The Fisher Fund was created last year to honor John C. “Jack” Fisher, who retired after serving 20 years as Ohio Farm Bureau Federation’s executive vice president. The fund’s goal is to support educational projects and programs that build a greater awareness of food production and knowledge of the interconnected food system.
The Fisher Fund’s signature project is the ExploreAg program, which will be launched this summer. Fifty high school freshmen and sophomores will be chosen through a competitive process to spend two weeks on a college campus for an introduction to agriculture, as well as hands-on learning. Internationally-known teachers, scientists, and researchers will expose them to food science, precision agriculture, animal science, natural resources, management skills, technology, and agricultural business. Along with classroom experience, the students will participate in field experiences that highlight cutting-edge research, and will interact with industry partners to learn about possible careers in related fields.
The first year of the program will take place on Ohio State University’s main campus and at its Agricultural Technical Institute in Wooster, and is completely free for students. The foundation has committed $125,000 for the first two years of the program.
The second program, Youth Pathways to Careers in Agriculture, supports projects that introduce and train students for high-demand jobs in the food, agricultural or natural resources industries. The program is open to nonprofit organizations or those with a fiscal sponsor. The foundation is accepting applications for the program Jan. 1 to March 20. The foundation has committed $100,000 in funding in 2018.

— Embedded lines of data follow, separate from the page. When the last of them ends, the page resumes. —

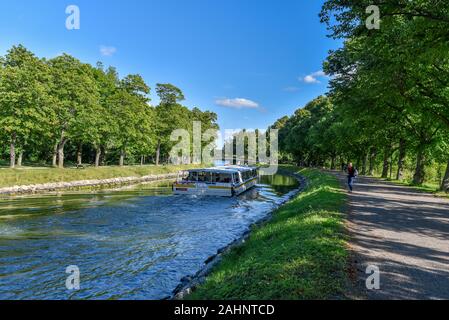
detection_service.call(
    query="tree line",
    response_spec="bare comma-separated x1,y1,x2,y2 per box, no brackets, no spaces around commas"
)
272,0,449,191
0,45,218,168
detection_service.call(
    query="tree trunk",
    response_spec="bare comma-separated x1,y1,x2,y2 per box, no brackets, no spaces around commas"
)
413,144,426,186
76,143,83,166
95,147,101,168
368,148,377,176
156,141,161,166
441,161,449,192
17,151,23,167
51,143,59,167
58,140,67,169
382,147,390,179
9,133,17,169
396,139,406,180
119,150,125,167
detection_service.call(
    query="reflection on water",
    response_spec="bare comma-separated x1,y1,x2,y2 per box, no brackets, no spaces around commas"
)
0,175,297,299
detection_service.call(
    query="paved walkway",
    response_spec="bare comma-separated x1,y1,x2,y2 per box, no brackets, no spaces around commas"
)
339,174,449,299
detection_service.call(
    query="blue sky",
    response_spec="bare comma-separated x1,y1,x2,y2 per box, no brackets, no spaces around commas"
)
0,0,338,129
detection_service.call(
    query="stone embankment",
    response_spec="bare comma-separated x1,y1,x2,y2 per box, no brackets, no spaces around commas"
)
0,173,178,195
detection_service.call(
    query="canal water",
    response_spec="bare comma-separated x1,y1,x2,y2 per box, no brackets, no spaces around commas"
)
0,175,298,300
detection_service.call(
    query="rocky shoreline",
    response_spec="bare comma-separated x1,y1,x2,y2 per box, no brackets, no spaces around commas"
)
170,172,307,300
0,173,178,196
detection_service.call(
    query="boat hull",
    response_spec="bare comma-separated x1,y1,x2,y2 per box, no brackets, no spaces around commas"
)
173,178,257,197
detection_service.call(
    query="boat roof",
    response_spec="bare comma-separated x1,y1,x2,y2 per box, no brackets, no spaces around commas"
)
186,166,257,173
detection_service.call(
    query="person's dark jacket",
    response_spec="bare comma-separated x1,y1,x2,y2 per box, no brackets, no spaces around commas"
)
348,167,356,178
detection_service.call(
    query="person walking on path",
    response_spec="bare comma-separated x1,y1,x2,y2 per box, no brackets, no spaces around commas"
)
347,163,357,192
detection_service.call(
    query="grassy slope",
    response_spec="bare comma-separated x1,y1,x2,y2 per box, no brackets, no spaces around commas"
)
188,168,348,300
379,177,449,197
0,166,201,188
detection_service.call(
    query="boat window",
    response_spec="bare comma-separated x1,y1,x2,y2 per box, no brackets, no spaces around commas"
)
210,172,219,183
187,172,198,181
198,172,206,182
217,173,232,183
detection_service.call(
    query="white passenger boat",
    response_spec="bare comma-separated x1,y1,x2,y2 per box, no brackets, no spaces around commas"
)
173,166,258,197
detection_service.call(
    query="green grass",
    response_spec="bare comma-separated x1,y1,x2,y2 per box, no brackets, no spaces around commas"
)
383,179,449,197
0,166,201,188
187,167,348,300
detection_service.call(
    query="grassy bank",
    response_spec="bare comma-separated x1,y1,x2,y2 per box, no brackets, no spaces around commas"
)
380,178,449,197
188,167,348,300
0,166,201,188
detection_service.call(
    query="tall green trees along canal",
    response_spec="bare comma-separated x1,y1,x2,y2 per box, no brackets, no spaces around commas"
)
0,45,218,168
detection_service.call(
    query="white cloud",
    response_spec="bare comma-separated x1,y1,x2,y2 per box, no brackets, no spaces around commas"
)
215,98,259,109
300,71,326,83
283,87,299,92
100,46,117,57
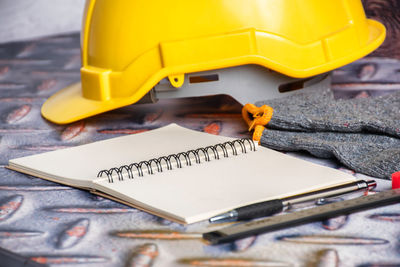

“We believe Farm Bureau can serve as a significant catalyst to attract young people to careers in our industry, said Ohio Farm Bureau Executive Vice President Adam Sharp, who announced these new programs during Farm Bureau’s 99th annual meeting in December. “These projects will also result in county Farm Bureaus, agribusinesses, higher education and youth-serving education institutions to better share the story of modern agriculture. Working together we can inspire the next generation of innovators and entrepreneurs to become problem solvers and leaders in agriculture.”